Die Unterzeichner dieses auf dem Weltsozialforum 2009 vorgestellten Manifests rufen alle Bürger der Welt und ihre Organisationen dazu auf, den Begriff der Gemeingüter zu vertiefen, ihre Zugänge zu den Gemeingütern der Menschheit und des Planeten und ihre Erfahrungen für deren Entprivatisierung und Herausnahme aus der marktwirtschaftlichen Verwertung miteinander auszutauschen sowie die Kämpfe ihrer Organisationen miteinander zu verbinden, um gegenseitig Kampagnen und Initiativen zu stärken.

Die Unterzeichner dieses Aufrufs schlagen vor, folgende Plattformen zur Mitarbeit und Diskussion zu nutzen. http://benscomuns.org http://bienscommuns.org http://bienescomunes.org http://commons-campaign.org http://Gemeingueter.org

foto, licencia CC, on flickr by Luis Carlos Díaz

8 Gedanken zu „Weltsozialforum: Manifest zur Wiedergewinnung der Gemeingüter

  1. Pingback: Manifest for the recovery of common goods of humanity — keimform.de

  2. Bug: commonscampaign.org muss commons-campaign.org heißen.

    Alle Domains zeigen auf das gleiche (noch sehr provisorische) Wiki, ich nehme an, das soll später noch sprachspezifisch aufgeteilt werden. bienescomunes.org ist aber eine eigene Präsenz – wie verhält die sich dazu?

    Was machen wir mit gemeingut.wikidot.com/?

  3. Dank für den Bugfix!
    Ja, das Wiki wird -mehrsprachig- gefüllt.
    bienescomunes.org ist die Seite einer argentinischen NGO, die damit gar nichts zu tun hat. Aber der Hinweis ist natürlich gut… werde ich gleich mal weitergeben.

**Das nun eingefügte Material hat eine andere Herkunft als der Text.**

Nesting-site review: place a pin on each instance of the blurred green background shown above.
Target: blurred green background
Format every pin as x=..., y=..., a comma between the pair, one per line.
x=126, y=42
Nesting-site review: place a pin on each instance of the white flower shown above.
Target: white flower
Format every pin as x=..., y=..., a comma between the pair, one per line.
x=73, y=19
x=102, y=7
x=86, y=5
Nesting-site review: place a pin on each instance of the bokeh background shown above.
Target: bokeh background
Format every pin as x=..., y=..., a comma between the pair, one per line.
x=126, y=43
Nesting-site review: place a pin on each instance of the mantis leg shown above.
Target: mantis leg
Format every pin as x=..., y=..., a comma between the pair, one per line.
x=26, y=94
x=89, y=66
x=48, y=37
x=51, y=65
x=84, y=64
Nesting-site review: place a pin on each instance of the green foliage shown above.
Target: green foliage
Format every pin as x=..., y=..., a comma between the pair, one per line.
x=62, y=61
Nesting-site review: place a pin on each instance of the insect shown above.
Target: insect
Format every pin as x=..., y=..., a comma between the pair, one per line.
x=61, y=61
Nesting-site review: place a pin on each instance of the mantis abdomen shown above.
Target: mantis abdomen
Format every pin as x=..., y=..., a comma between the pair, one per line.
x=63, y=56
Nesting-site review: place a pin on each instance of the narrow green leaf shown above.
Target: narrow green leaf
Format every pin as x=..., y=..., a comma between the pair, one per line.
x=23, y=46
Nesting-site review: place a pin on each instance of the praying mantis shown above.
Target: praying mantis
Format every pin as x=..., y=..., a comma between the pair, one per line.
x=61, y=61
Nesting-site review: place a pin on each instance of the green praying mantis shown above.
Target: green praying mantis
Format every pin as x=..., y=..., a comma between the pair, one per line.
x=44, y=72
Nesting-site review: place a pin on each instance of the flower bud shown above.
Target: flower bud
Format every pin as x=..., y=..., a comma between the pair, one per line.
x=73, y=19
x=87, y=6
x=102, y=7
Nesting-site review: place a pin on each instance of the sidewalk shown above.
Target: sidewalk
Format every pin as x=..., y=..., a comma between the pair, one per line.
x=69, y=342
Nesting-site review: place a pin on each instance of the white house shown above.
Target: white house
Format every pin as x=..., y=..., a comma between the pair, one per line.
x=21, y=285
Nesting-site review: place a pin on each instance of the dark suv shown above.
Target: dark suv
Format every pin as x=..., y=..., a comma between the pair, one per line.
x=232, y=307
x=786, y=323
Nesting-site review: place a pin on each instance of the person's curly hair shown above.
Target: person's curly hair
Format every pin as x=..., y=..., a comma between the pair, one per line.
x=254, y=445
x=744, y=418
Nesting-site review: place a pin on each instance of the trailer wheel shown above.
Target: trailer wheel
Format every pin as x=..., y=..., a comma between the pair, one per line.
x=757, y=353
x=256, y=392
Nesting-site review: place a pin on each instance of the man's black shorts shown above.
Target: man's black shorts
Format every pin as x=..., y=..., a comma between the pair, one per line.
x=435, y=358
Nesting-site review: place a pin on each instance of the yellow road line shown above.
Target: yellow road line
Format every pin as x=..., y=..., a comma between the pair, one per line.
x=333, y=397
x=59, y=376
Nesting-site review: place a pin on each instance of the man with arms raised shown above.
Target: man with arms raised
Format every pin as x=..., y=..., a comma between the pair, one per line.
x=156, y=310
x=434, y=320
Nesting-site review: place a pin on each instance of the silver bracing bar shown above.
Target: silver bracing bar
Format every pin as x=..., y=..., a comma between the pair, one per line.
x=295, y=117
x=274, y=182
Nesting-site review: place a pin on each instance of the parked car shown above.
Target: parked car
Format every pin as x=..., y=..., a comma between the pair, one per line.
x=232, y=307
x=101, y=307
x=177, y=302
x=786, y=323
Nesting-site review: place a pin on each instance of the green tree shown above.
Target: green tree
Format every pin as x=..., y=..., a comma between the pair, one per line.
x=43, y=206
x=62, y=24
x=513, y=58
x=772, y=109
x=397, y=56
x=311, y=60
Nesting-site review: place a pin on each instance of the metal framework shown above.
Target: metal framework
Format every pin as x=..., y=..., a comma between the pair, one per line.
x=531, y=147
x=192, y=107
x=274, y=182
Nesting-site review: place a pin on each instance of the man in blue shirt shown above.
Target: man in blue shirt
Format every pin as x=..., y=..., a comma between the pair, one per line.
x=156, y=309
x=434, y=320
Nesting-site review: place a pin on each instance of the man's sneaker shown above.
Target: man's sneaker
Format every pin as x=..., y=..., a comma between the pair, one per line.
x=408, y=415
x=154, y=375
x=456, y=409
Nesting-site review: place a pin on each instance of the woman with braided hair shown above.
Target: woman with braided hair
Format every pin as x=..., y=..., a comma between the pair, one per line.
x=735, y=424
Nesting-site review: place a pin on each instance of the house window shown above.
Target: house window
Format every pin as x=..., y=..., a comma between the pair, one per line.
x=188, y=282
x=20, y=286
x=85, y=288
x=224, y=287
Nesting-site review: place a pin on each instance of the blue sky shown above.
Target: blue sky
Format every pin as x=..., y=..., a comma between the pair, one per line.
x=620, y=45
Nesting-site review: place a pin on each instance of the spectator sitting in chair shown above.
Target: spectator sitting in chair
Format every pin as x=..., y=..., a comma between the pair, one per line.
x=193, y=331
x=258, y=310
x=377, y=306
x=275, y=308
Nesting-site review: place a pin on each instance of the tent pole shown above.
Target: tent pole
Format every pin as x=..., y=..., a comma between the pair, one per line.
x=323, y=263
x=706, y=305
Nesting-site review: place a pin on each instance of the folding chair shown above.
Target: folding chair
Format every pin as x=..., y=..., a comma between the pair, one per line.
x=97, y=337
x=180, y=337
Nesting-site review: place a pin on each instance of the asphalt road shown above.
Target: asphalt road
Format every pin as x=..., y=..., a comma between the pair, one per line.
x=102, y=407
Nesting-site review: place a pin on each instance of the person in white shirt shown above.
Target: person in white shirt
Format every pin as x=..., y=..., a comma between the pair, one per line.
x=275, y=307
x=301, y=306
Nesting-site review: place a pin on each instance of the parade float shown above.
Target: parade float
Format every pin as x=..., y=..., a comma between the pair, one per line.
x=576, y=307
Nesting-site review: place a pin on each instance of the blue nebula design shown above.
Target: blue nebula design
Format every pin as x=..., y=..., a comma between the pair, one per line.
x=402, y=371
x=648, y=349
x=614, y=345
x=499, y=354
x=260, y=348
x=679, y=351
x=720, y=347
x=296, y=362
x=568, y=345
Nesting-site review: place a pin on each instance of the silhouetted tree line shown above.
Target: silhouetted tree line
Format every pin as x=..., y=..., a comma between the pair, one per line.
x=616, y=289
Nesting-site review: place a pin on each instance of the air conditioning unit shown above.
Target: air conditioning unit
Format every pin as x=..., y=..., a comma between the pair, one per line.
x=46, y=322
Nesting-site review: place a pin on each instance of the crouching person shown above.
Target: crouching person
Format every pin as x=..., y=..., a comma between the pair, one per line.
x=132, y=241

    Und die letzte Frage: Weiterarbeiten… sobald wer dazu kommt! Ich produziere ja gerade Commonsdefinitionen in einem anderen „Sprachmodus“, das werden wir auch brauchen. Aber das Wiki soll ja eine umfassende interdisziplinäre Definition liefern, möglichst mit Literaturverweisen und so weiter. Wikipediamäßig, um später evt. was rüber in die Wikipedia zu nehmen. Doch da ist noch viel Arbeit…

  4. Pingback: Manifest zur Wiedergewinnung der Gemeingüter — keimform.de

  5. Pingback: “Wissensallmende Report 2009 - Wem gehört die Welt” | Asynchron

  6. Hola,
    ich arbeite mich gerade erst in das Thema Commons als spezifisches ein: Das Gemeinsame kenn ich als gesellschaftliches Subjekt manchmal schon zu gut. Hierbei interessiert mich besonders die Frage ob Bildung ein Gemeingut ist? Dies zumal deshalb, weil ich das Gefühl nicht loswerden, dass dieser Begriff in der aktuellen Debatte simplifiziert verwandt wird, indem er auf den Inhaltsaspekt reduziert wird. Bildung, zumal als emanzipatorische ist aber schon noch mehr.

    Meine eigentliche Frage bezieht sich aber auf folgende Formulierung: „Aber das Wiki soll ja eine umfassende interdisziplinäre Definition liefern, …“. Im Satz zuvor geht es noch um Commonsdefinitionen, nun um „eine umfassende“. Wozu? Ginge es um eine lexikalisch orientierte Darstellung dessen was gemeine Güter/Allmenden… in der Geschichte waren und welche spezifischen Formen jeweils annahmen (die Genossenschaft in Bochum und die Nutzung der Gemeinschaftswiese in Nepal sind nicht gleiche Formen), welche Entwicklungen in deren Genese enthalten sind und warum und in welcher Vielfalt diese sich heute darstellen, dann fände inter-,post- und transdisziplinäre Definitionen schöner als nur die eine.
    Also: Was habe ich nun wieder falsch verstanden 🙂

    • @ san maleficus. Sorry für die verspätete Antwort. Ja, Bildungsthema gerät hier leider unter die Reder … aber es gibt zunehmend Leute, die darüber nachdenken. So wird sich etwa der BUKO diesem Thema widmen.
      Zur „umfassenden“ Definition: Gemeint war wohl eher der Versuch, das Konzept zu beschreiben („Definition“ scheint mir ein großes Wort), nicht die einzelnen Realisierungsformen. Das könnte nur über ein mapping geschehen. Auch in diese Richtung gibt es erste Unternehmungen, wie ich höre.

      Aber was wir schon brauchen, ist eine konzeptionelle Klarheit des Begriffs (so wir ihn bezogen auf die unterschiedlichen Realisierungsformen verwenden“) und darum geht es.